Охота, которая совсем рядом. И Нат достаточно здоров, чтобы пройти по следу, тем паче что след этот будет широк.
Он сглотнул слюну и отвернулся.
Люди идут к дому. Люди собираются убить Райдо. И самого Ната. И разве не справедливо, если Нат тоже убьет? Смерть за смерть. Кровь за кровь. Он заставил себя дышать и руку сунул в рот, прокусил. Стало легче. Не безумие, но просто Нат давно не выходил на охоту. А это тоже неправильно. Ничего. Когда все это закончится… а ведь закончится когда-нибудь, верно? Пока же стоит думать о чем-нибудь хорошем.
О доме.
О Нире.
…мудрой Нира себя не ощущала. Вот ни на мгновение.
Скорее дурочкой.
Истеричной слезливой дурочкой, которая, вместо того чтобы выслушать, наорала, а теперь Нат уехал и, когда вернется, не сказал. И вернется ли вовсе.

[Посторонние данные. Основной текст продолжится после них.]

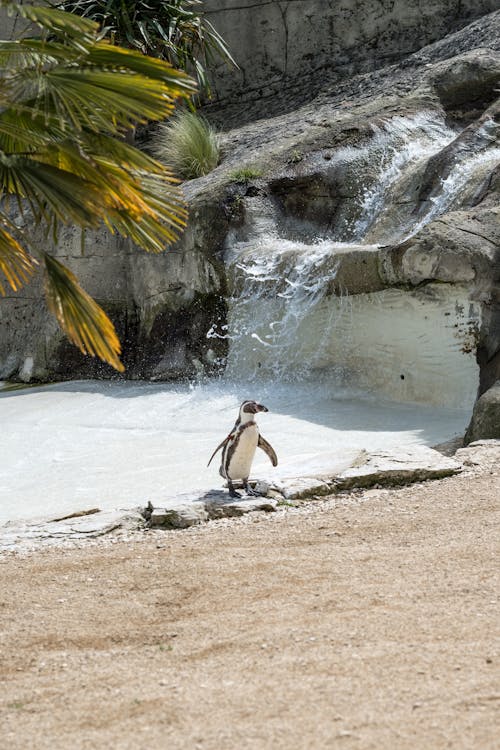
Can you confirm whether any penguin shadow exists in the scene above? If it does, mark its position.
[199,480,267,515]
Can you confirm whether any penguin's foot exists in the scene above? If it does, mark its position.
[243,482,260,497]
[227,481,241,498]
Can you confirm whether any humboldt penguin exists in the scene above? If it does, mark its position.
[208,401,278,497]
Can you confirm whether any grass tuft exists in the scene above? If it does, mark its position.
[229,167,262,182]
[152,110,219,180]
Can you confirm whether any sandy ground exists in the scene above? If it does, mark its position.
[0,466,500,750]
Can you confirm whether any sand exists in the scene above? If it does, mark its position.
[0,450,500,750]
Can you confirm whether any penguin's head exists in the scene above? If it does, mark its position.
[240,401,269,422]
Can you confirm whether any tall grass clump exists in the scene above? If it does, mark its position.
[152,109,219,180]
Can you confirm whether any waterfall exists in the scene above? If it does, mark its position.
[220,113,492,405]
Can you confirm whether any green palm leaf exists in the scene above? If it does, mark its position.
[44,254,124,372]
[0,0,195,371]
[0,1,99,50]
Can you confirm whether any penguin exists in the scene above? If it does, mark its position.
[208,401,278,497]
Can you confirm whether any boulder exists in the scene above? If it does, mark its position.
[465,380,500,444]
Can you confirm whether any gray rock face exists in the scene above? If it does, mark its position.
[146,446,461,529]
[465,380,500,444]
[0,8,500,408]
[204,0,498,122]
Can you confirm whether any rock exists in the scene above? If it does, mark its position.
[149,500,208,529]
[465,380,500,444]
[0,509,144,550]
[335,446,461,490]
[204,0,498,123]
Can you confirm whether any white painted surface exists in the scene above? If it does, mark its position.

Наверное, уже жалеет, что с нею связался…
…и про рубашки эти…
…ерунда какая… ей не тяжело зашивать, хотя там шить уже нечего, латка на латке стоит, и кажется, что эти рубашки сами состоят из лоскутов. Но не рубашек жаль, а Ната, которому приходится нелегко…
Нира всхлипнула и решительно вытерла слезы: они никогда и никому еще не помогали. Что делать? Мириться. И выяснить наконец, что происходит. Нет, Нира крепко подозревала, что желания эти ее взаимоисключающи, но хотелось всего и сразу.
Еще плакать.
Но Нира с собой справилась. Умылась. Поглядела в зеркало и поспешно отвернулась, до того она была нелепа, некрасива даже, с бледной кожей, с носом покрасневшим и глазами заплаканными. И как это у Мирры получается оставаться красавицей даже в слезах?
Вспомнив о сестре, Нира тряхнула головой. В ней дело. И в матушке с ее стремлениями заполучить усадьбу, и в отце, который слишком слаб, чтобы ей помешать, и еще в том, чего Нира не знает. А она, как выяснилось, не знает слишком многого. Это Нат сказал. И от слов этих стало обидно-обидно, получилось, что будто бы Нира в своей семье и вправду чужая, лишняя, вот и не доверяют… а она… она не лишняя. Она сумеет все выяснить.